Le plus cynique reste l’invocation des élections de 2026. Comment organiser des élections dans un pays où des millions de citoyens sont déplacés, terrorisés ou exclus de fait du processus politique ? Comment parler de démocratie quand la priorité réelle devrait être la survie, la sécurité et la restauration minimale de la confiance publique ? L’élection devient ici un slogan, un horizon commode pour masquer l’absence de stratégie.

Le gouvernement affirme agir dans le cadre de l’Accord du 3 avril 2024, mais cet accord ressemble de plus en plus à un alibi politique plutôt qu’à une boussole.

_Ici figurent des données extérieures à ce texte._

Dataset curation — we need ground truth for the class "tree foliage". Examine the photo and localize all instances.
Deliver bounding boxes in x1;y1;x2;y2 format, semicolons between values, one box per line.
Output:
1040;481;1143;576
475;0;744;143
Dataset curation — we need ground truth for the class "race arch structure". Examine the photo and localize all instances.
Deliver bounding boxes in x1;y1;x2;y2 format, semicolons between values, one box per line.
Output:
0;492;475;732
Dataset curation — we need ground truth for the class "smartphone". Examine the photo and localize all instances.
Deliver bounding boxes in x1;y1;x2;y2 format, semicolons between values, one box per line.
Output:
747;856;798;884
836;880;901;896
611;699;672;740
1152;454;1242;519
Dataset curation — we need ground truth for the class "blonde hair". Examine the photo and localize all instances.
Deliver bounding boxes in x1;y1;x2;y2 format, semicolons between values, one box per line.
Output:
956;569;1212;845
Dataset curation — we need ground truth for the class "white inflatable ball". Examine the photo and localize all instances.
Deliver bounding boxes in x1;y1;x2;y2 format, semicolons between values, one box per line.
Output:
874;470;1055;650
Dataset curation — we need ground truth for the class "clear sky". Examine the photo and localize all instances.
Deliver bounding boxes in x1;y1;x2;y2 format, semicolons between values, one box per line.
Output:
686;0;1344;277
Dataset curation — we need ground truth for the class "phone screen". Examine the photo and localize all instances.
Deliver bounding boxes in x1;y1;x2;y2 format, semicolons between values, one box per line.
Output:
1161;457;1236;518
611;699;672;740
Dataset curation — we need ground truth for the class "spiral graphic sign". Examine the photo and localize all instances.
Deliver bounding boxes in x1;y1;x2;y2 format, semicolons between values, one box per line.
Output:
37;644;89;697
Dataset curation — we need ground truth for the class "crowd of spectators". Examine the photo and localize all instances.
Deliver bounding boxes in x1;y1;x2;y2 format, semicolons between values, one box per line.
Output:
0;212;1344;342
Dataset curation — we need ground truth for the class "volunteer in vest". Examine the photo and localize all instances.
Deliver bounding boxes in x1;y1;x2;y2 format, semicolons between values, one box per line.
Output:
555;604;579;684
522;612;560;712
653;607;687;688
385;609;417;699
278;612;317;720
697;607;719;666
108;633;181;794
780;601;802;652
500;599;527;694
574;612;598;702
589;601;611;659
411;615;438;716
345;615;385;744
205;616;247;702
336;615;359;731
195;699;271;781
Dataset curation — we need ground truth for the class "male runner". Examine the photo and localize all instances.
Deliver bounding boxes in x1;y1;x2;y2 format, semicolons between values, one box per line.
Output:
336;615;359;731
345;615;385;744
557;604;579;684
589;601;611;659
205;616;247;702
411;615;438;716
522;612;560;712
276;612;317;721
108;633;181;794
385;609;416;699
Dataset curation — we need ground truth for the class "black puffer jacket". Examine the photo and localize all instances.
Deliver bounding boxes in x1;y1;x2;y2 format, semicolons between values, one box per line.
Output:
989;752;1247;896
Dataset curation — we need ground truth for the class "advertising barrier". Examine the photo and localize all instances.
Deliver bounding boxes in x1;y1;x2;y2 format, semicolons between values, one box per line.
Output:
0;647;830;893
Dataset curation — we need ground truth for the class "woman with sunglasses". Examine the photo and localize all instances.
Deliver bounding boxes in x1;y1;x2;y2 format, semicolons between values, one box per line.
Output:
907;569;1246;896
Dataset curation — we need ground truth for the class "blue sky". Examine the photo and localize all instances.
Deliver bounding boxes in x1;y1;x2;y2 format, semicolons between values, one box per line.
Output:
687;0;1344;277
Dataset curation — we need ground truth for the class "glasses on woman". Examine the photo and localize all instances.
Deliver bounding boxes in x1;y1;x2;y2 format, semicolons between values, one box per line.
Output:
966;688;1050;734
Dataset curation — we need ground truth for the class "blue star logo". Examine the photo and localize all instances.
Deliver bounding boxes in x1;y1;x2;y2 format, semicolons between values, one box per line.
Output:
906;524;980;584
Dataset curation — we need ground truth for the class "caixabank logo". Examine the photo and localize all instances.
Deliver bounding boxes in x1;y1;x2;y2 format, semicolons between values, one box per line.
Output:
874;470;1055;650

La transition, censée être exceptionnelle et salvatrice, s’enlise dans l’autojustification, pendant que le pays s’enfonce dans le chaos ordinaire.

En réalité, ce prétendu dialogue national révèle surtout une vérité brutale : l’État haïtien parle beaucoup parce qu’il n’agit plus. Il proclame son autorité parce qu’elle est contestée partout. Il invoque la souveraineté parce qu’elle est vidée de sa substance. Tant que les discours remplaceront l’action, et que la communication tiendra lieu de politique publique, Haïti restera gouvernée par des communiqués, pendant que la rue, elle, obéira aux armes.

Ce n’est pas l’autorité qui manque de mots.
C’est l’État qui manque de courage, de cohérence et de volonté réelle.